起農したのはいいものの売るものがなくモヤモヤしていた期間。当時は焦りもありましたが、その時に思考を深められたのはよかったと思います。
「小規模多様化農業」という発想
農地も小さく、技術も機械もない。そんな自分にできること。当時はここまで言語化はできてませんでしたが、決めたのはこの3点。
1 農業の「固定観念」を捨てる
2 しっかり「稼ぐ」ことを考える
3 農業は目的でなく「手段」
当時(2000年ごろ)は農業政策として規模拡大単作効率化がすすめられていましたが、広大な農地があり、しっかりした栽培技術のある既存の農家でも大変と言われている農業界。ゼロから始めて同じやり方をしても、食べていくことはとうていできないと思いました。そこで考えたのが「小規模多様化農業」という真逆の発想。それは「風来」(ふうらい)という屋号にも繋がっています。
固定観念を捨てる
固定観念を捨てる。一般的にゼロから起農しようと思ったら1,000万円以上かかると言われていましたが、本当に必要なものは何だろうかと考えました。ホテルの支配人時代に得た経営の目から見ると農業は固定資産の塊に見えたからです。
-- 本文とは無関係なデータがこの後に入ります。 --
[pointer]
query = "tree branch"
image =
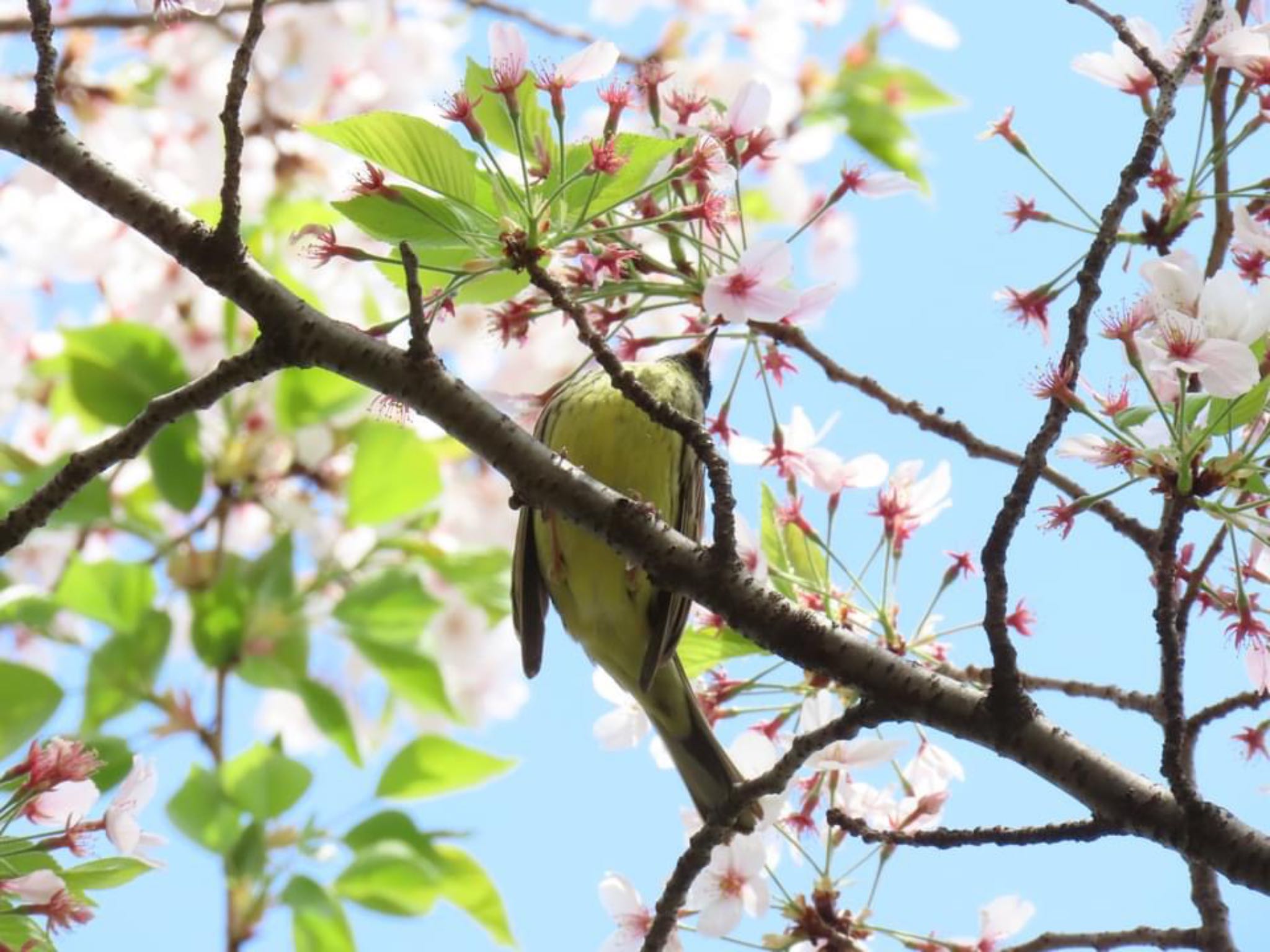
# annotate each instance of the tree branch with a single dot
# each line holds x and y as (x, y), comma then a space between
(231, 202)
(1126, 36)
(1073, 832)
(723, 501)
(45, 113)
(1142, 936)
(1124, 699)
(719, 828)
(935, 421)
(1006, 695)
(83, 466)
(306, 337)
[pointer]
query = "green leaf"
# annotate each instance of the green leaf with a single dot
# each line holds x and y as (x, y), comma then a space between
(265, 781)
(249, 853)
(391, 606)
(117, 368)
(331, 716)
(123, 669)
(117, 594)
(484, 576)
(391, 878)
(1228, 415)
(116, 760)
(703, 649)
(406, 215)
(203, 813)
(318, 922)
(409, 146)
(104, 874)
(385, 827)
(491, 111)
(25, 606)
(414, 677)
(432, 764)
(394, 474)
(31, 697)
(494, 287)
(308, 397)
(177, 464)
(465, 884)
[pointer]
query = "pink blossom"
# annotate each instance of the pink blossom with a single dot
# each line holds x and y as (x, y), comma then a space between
(730, 886)
(750, 110)
(624, 904)
(122, 827)
(64, 805)
(37, 888)
(1122, 69)
(751, 291)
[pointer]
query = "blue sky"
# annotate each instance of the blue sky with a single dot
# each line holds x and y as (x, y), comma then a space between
(922, 320)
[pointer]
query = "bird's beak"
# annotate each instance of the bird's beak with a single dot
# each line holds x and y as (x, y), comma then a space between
(701, 350)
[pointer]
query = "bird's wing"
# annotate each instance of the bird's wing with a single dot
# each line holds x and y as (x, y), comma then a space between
(668, 611)
(528, 588)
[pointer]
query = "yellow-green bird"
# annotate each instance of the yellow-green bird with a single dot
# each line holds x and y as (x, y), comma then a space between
(625, 624)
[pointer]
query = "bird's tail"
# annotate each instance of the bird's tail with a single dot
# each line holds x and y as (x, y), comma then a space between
(706, 770)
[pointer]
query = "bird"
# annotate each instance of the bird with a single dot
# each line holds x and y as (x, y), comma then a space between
(624, 622)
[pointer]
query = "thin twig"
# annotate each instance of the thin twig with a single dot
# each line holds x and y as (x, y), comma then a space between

農業機械の場合、田畑で活躍している時間より納屋で寝ている時間が圧倒的に多い。せっかくゼロから始めるのなら所有を少なくし、いかにムダをなくせるか、最初は身の丈サイズで始めて、必要なら少しずつ揃えていこうと考えました。
補助金活用への疑問
そして農業を始める時にみな当たり前に活用していた補助金にも疑問を持ちました。当時は新規就農者支援金など充実していましたが、もらえるものはもらったほうが得とスタートしたはいいものの、その補助がなくなった瞬間に農家をリタイアする人が何人もいると研修時代に知りました。そこで思ったのが安易に補助金に頼ると甘えを誘発するのではということ。
そこには石川県先輩農家の独立独歩の気風もありました。そんな先輩方が口々に言っていたのが「補助金の原資は税金であることを認識し、もらうなら将来税金で返すぐらいの気概を持て」です。